Over to Borg-land for Castaway and Stranded. As I've said before, I've never read or played Mork Borg. I know it's rules-light and art-heavy. I got Pirate Borg because Pirates! Then I backed Castaway because it seemed perfect for when your pirates end up without a ship. The book is art heavy, but the colour-scheme is sepia, dark-red-ish brown or light green. Text is always contrasting and well spaced, so it's much easier to read than Pirate Borg, although 4 pages for the D10 weapons table is excessive. Other than the the d# dice in the text, all numbers outside of the index and end end-paper are roman numerals. At first, I thought "on page XC" was a typo or leftover placeholder.
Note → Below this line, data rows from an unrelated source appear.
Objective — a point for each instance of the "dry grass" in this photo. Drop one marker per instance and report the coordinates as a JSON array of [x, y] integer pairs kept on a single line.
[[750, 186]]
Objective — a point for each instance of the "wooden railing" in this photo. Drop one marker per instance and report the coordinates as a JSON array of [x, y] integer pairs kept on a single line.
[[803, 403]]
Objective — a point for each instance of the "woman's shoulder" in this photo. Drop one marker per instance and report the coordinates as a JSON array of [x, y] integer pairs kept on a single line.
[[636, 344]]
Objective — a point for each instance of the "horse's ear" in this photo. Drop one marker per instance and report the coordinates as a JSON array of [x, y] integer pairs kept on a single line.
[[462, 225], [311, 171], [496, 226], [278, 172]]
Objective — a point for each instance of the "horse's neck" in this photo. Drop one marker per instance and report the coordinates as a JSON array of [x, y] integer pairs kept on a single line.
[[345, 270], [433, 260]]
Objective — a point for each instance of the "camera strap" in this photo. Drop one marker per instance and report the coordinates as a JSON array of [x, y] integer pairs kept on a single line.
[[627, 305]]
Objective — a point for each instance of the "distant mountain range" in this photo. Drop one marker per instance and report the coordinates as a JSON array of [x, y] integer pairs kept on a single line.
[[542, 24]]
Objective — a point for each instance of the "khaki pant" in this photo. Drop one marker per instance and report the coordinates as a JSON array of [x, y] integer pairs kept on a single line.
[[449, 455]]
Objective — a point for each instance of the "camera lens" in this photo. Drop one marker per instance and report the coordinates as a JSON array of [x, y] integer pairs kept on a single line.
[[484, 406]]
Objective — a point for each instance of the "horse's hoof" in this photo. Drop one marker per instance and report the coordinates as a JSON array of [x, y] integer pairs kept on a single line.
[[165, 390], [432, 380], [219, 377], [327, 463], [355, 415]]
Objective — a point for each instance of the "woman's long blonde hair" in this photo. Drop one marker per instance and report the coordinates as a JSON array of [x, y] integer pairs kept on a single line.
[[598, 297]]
Castaway is a lighter game than PB - I suspect much closer to MB. I scanned the PDF a couple of months ago, and was disappointed, but am much more bullish on an actual read. This is a case of rule-light means "the GM needs to fill in the blanks" but most of what you need is there, so you're interpolating, not making things up from whole cloth. Premise is you wash up on an island. You're got nothing but what you find on the beach. And you need to escape or be rescued before you die of old age. Or just die. Good rules for camping, foraging, fatigue and resting. Harsh rules for jungle exploration. A small, but thematic bestiary. Eight adventures you can drop on your island that seem totally random, until you realize they're all fetch-quests to get the things you need for the 8th. That one has good, but not explicit, hooks to tie the previous seven adventures in. I think they're pretty obvious when you're reading it, but when I run this, I'll be putting a lot of planning on how to seed it all. Otherwise you get an completely OOG go-find-that-and-come-back. The adventures all have different amounts of required prep. The first three could be dropped out of the book. You'd need to be much better at improv than me for the remainder.
Stranded is the solo/gm-less supplement but almost all of it is good for GM prep. d3 loadout/history. d6 what happens after you escape (6 is a sneaky tie-in to PB). d6 + d24 island type/feature generator. The usual solo exploration generator. The decision oracle encourages you to have an obstacle, benefilt, drawback, consequence and reward for every "path" you're considering - good advice for a GM, too. The Failure spark table is really well done with lots of difficulty-dependent ideas. Rules for yielding, extra reactions, rules for companions and self-improvement (mostly through failure).
The best part is the Nemesis rules. In the Castaway bestiary, there are 2 or 3 creatures that will go lick their wounds if you break their morale, then come back, better prepared, later. Stranded extends this to any fight - if something flees, roll to see if they become a nemesis.